Now let’s see, what else is interesting?  Oh right, sex!  Many people who visit Springwood combine it with a tour of the Vanderbilt Mansion, as it’s right there (there’s also an incentive built into the ticket-pricing structure--see below).  But unless you’re really keen on ormolu, I’d advise you to skip that and visit Wilderstein instead.  This 35-room Queen Anne pile overlooking the Hudson in Rhinebeck, a few miles north of Springwood, was the ancestral home of Margaret (Daisy) Suckley, who died there at the age of nearly 100 in 1991.  Upon her death, a battered black suitcase was found beneath her bed and in it scores of love letters from her distant cousin FDR.  Though she was one of the four women (Eleanor not among them) who were with Franklin when he died at Warm Springs, Georgia in 1945, it had not been suspected that they were lovers until after her death.
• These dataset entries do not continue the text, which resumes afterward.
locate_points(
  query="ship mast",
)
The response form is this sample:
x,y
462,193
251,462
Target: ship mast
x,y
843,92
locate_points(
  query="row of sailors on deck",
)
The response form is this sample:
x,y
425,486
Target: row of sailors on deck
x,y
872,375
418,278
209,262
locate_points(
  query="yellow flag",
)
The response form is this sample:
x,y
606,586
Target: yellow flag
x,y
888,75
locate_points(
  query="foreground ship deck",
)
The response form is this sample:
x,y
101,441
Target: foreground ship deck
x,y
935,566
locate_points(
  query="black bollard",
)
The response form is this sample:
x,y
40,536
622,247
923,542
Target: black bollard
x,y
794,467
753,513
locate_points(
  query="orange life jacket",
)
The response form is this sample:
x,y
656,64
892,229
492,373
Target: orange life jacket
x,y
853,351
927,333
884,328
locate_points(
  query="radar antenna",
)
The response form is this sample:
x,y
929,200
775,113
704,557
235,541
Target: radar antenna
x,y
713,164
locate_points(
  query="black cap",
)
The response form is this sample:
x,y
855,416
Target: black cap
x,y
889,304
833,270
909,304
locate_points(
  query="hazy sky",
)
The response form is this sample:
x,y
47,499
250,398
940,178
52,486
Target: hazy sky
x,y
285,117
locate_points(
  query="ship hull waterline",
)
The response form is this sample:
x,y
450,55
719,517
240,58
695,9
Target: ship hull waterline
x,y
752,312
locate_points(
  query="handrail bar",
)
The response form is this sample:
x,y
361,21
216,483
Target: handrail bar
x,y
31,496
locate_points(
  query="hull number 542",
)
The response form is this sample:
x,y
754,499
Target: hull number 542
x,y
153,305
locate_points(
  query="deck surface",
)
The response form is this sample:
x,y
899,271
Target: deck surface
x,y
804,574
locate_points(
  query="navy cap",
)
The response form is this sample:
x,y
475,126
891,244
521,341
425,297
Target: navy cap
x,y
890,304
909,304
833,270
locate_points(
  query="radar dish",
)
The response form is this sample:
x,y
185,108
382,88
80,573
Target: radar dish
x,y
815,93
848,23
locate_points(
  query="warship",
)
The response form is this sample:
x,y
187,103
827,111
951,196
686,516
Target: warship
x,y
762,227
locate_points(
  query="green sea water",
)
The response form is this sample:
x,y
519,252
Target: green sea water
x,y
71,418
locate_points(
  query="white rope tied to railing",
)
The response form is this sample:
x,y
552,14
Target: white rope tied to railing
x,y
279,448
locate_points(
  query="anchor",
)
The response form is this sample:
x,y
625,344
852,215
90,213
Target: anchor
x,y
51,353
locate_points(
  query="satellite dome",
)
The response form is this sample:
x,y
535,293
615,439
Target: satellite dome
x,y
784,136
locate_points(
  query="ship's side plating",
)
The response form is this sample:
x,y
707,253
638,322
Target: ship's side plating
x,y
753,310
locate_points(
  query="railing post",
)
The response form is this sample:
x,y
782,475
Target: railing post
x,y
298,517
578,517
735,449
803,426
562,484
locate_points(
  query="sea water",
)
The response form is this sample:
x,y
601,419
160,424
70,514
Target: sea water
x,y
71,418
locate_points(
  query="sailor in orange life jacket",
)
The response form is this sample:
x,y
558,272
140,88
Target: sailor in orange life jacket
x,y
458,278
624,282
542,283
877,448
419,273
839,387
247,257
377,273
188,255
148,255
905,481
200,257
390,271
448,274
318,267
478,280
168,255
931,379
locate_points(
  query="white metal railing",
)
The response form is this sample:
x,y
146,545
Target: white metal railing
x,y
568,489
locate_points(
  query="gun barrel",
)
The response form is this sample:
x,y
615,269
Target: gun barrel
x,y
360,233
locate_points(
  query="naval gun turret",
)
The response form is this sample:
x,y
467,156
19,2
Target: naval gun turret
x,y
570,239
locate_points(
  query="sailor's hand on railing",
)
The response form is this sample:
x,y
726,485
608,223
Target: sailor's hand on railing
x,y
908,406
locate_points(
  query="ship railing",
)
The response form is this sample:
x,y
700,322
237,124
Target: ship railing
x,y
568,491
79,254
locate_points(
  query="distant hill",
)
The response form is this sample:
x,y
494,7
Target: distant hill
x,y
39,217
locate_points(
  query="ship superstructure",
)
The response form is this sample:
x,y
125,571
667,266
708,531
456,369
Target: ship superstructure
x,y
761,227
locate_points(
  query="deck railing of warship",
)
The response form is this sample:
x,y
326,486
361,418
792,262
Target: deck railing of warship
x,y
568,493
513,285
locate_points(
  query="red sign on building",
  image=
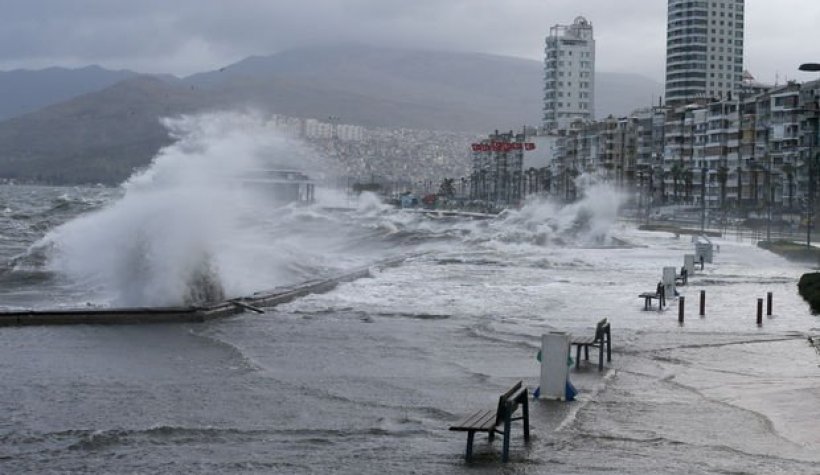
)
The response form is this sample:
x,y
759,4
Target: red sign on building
x,y
502,146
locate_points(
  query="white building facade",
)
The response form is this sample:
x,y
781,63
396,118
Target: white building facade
x,y
704,50
569,74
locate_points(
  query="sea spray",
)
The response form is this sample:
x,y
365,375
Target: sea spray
x,y
185,230
544,221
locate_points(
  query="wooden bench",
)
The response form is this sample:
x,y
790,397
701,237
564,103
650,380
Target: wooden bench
x,y
602,337
489,420
647,299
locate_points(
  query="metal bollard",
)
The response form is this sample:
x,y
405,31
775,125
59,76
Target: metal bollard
x,y
769,304
760,312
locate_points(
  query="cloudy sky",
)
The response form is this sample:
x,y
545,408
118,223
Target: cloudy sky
x,y
187,36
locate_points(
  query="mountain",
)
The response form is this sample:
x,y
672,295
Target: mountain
x,y
444,90
99,137
102,136
23,91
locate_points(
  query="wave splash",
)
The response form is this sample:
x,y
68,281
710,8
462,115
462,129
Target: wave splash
x,y
185,230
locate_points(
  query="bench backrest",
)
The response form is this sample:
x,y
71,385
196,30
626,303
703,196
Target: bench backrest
x,y
509,401
601,329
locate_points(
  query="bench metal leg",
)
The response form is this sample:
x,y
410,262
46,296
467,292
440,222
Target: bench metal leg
x,y
470,435
578,357
608,346
505,455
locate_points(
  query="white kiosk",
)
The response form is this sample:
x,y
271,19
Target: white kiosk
x,y
554,368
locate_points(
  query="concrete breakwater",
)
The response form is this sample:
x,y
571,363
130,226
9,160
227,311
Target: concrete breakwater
x,y
227,308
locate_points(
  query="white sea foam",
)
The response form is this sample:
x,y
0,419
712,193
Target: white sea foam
x,y
186,230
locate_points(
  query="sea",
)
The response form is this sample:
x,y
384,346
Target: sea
x,y
368,377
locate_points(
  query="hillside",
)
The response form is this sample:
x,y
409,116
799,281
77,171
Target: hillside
x,y
23,91
102,136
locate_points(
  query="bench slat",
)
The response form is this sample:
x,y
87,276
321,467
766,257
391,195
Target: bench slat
x,y
480,420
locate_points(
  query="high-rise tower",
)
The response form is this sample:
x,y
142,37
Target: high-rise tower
x,y
704,49
569,74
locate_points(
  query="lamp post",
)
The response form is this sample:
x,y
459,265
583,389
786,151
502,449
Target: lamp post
x,y
812,158
703,199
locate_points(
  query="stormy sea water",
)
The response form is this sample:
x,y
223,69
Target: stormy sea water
x,y
367,377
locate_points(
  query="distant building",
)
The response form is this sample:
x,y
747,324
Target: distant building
x,y
569,74
704,50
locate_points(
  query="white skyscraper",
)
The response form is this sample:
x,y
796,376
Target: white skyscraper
x,y
704,49
569,74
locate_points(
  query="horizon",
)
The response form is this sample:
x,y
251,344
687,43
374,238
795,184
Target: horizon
x,y
189,37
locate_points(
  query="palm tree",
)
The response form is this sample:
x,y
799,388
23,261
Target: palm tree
x,y
723,177
687,180
446,189
677,174
788,169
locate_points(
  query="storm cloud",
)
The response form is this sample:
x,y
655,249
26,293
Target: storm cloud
x,y
187,36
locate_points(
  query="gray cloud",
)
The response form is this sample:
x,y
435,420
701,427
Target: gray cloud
x,y
187,36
As Barbara Ireland, writing in The New York Times advises, see Top Cottage, FDR’s private hideaway in the hills three miles above Springwood before you leave Hyde Park. “Tour both places in the same day,” she writes. “But...do your homework first.” By which she means, read Geoffrey Ward’s Closest Companion: The Unknown Story of the Intimate Friendship Between Franklin Roosevelt and Margaret Suckley.  Though Margaret Suckley’s own book about Roosevelt’s dog Fala (the Scotch Terrior that had been her gift to FDR) is available through the FDR bookstore, this one is not.  Luckily, it can be purchased through the Wilderstein website, and there’s plenty of time to both order and read it: the properties--Wilderstein and Top Cottage--are closed for the season until May 1.
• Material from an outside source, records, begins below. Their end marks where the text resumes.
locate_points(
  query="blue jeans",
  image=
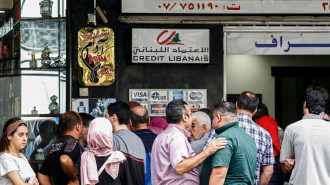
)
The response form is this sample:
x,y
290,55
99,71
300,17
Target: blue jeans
x,y
275,179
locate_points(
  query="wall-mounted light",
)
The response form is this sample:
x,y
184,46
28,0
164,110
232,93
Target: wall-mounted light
x,y
46,8
6,4
102,15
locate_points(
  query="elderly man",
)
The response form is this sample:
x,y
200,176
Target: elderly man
x,y
235,164
306,142
173,161
126,141
200,130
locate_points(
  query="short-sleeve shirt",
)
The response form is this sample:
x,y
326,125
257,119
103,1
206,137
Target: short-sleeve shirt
x,y
307,141
269,124
170,148
9,163
66,145
239,156
129,143
148,138
265,153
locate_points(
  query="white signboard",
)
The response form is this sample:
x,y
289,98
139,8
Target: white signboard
x,y
278,43
170,46
226,7
158,99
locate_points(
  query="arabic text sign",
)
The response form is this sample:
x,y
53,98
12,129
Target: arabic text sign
x,y
170,46
278,43
226,7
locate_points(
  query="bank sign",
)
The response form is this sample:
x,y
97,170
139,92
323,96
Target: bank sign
x,y
190,46
226,7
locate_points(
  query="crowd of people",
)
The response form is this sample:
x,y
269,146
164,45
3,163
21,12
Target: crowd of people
x,y
235,143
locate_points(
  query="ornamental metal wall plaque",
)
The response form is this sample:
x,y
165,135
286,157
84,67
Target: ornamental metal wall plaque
x,y
96,56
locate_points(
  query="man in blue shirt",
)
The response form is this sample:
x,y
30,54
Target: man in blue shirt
x,y
138,121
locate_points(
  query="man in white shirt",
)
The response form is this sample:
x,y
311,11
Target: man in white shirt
x,y
305,148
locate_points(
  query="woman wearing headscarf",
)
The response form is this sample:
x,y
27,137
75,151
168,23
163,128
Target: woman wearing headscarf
x,y
158,124
14,167
101,165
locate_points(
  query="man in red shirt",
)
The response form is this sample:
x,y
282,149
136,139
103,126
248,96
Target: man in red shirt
x,y
268,123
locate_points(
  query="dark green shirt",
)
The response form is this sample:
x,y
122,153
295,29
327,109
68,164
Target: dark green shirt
x,y
239,156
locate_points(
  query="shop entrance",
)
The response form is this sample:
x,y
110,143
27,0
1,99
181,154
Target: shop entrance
x,y
290,83
279,78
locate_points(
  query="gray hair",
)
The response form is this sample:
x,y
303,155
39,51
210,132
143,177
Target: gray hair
x,y
202,118
226,109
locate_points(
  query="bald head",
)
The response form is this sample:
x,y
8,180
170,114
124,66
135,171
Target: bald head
x,y
139,110
138,115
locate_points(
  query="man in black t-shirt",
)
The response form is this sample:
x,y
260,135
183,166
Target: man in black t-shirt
x,y
62,165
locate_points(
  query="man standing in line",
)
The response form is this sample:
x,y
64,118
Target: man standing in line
x,y
127,142
86,118
200,130
268,123
236,163
62,165
305,148
173,161
246,106
138,121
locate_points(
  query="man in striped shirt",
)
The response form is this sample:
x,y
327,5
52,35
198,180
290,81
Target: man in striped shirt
x,y
246,106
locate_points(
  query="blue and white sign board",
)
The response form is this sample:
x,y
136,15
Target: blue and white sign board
x,y
188,46
278,43
156,100
226,7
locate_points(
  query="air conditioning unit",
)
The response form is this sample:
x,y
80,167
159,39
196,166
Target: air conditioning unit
x,y
6,4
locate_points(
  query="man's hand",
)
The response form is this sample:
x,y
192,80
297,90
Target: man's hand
x,y
289,163
215,145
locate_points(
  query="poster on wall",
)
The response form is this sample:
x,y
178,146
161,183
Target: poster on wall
x,y
226,7
189,46
80,105
156,100
94,106
96,56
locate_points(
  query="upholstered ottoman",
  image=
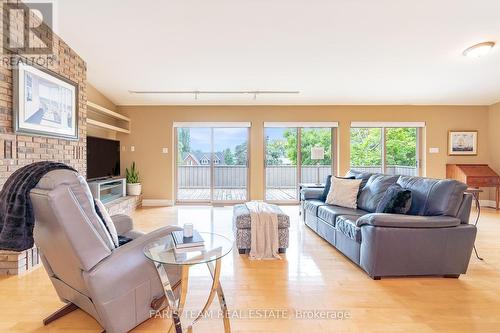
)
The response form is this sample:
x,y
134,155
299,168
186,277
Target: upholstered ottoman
x,y
242,224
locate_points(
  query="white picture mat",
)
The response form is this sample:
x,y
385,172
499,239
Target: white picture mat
x,y
21,116
468,138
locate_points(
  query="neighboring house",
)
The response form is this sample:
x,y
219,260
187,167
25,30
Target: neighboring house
x,y
199,158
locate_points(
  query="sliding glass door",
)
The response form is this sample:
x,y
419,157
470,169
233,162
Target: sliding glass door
x,y
211,164
230,164
316,154
194,163
281,164
390,150
295,155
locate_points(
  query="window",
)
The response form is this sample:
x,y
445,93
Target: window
x,y
290,160
389,150
212,162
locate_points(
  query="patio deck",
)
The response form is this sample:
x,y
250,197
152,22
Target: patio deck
x,y
200,194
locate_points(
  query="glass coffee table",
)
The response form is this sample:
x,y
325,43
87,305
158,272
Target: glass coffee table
x,y
161,252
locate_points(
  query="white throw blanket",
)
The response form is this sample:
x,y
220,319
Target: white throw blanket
x,y
264,231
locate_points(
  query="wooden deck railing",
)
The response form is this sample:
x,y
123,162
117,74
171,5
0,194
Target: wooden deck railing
x,y
277,176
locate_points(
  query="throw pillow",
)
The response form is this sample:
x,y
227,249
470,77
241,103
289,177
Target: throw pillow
x,y
344,192
108,222
396,200
328,184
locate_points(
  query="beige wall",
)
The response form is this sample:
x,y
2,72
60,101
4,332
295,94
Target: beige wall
x,y
95,96
494,136
152,130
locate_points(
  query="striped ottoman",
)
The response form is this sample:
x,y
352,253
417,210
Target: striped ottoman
x,y
242,224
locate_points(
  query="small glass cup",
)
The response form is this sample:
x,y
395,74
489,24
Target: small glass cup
x,y
188,230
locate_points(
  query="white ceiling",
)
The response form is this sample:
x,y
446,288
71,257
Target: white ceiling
x,y
333,51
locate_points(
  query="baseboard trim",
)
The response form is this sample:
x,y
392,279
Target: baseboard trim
x,y
157,203
488,203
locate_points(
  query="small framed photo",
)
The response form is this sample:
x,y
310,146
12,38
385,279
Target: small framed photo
x,y
462,143
45,103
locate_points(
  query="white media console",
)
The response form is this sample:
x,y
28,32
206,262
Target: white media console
x,y
108,190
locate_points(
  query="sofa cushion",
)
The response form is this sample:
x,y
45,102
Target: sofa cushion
x,y
374,190
313,205
364,176
328,184
346,224
330,213
432,197
396,200
242,219
344,192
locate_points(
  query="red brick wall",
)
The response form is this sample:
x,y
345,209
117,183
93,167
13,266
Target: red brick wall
x,y
19,150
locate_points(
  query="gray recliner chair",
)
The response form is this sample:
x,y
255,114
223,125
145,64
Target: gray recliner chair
x,y
115,285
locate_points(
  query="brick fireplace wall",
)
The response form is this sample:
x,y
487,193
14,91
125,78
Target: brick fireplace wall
x,y
19,150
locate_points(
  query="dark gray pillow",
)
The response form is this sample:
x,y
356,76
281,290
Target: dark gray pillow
x,y
396,200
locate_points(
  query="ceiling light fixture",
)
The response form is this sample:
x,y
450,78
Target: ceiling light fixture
x,y
196,93
479,50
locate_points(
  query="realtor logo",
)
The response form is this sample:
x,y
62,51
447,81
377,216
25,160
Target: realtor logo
x,y
34,34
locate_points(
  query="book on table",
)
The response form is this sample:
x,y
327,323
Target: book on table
x,y
195,242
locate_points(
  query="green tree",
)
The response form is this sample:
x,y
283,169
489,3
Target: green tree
x,y
366,148
316,137
184,140
241,153
228,157
401,146
275,151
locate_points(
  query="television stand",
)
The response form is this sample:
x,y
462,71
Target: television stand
x,y
108,190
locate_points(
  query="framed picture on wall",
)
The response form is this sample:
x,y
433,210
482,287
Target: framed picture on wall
x,y
44,103
462,143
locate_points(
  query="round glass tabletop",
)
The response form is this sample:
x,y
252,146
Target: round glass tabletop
x,y
163,250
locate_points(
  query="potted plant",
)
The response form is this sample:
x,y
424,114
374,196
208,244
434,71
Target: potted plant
x,y
134,186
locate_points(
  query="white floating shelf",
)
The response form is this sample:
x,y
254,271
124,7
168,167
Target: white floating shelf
x,y
107,119
107,126
107,112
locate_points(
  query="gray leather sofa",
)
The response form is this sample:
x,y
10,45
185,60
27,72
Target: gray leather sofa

And now to lunch: There is only one sane option.  The Culinary Institute of America, on the same road five minutes south of Springwood, is Disneyland for foodies.  The campus has five restaurants, each specializing in a different style of cuisine and service.  I don’t care for table-side service myself (think: silver domes whisked away in unison and frequent outbreaks of flambé) for the same reason I don’t care for ormolu, so I tend to avoid the admittedly fabulous Escoffier.  The Ristorante Caterina de’Medici has wonderful Italian food, particularly the fish. But for lunch, my favorite is the St. Andrews Café.  Don’t let that “Café” business fool you: this is a bright, attractive, carpeted, tablecloth joint, a perfect place to take a breather in the middle of a day of touring.  While you are free to order a pizza or a sandwich at St. Andrews, to do so is to entirely miss the point.  The food here is seriously tasty—modern, healthy, inventive, well-prepared and well-priced.  Ask your waiter, a student, what to order.  Trust him; he’s on his way to becoming the next Wolfgang Puck.

Springwood, the Roosevelt home, and The Franklin D. Roosevelt Presidential Library and Museum, 4079 Albany Post Road (Route 9), Hyde Park; 845.486.7745; combined admission $14.
Top Cottage (re-opens May 1); admission, $8.
Val-Kill Cottage, the Eleanor Roosevelt National Historic Site; admission $8.
The Vanderbilt Mansion; admission, $8.
(Buy any two of the above and get another one free.)
People under 15 admitted free; over 62, $10 with an Inter-agency Senior Pass (see the Springwood website for details).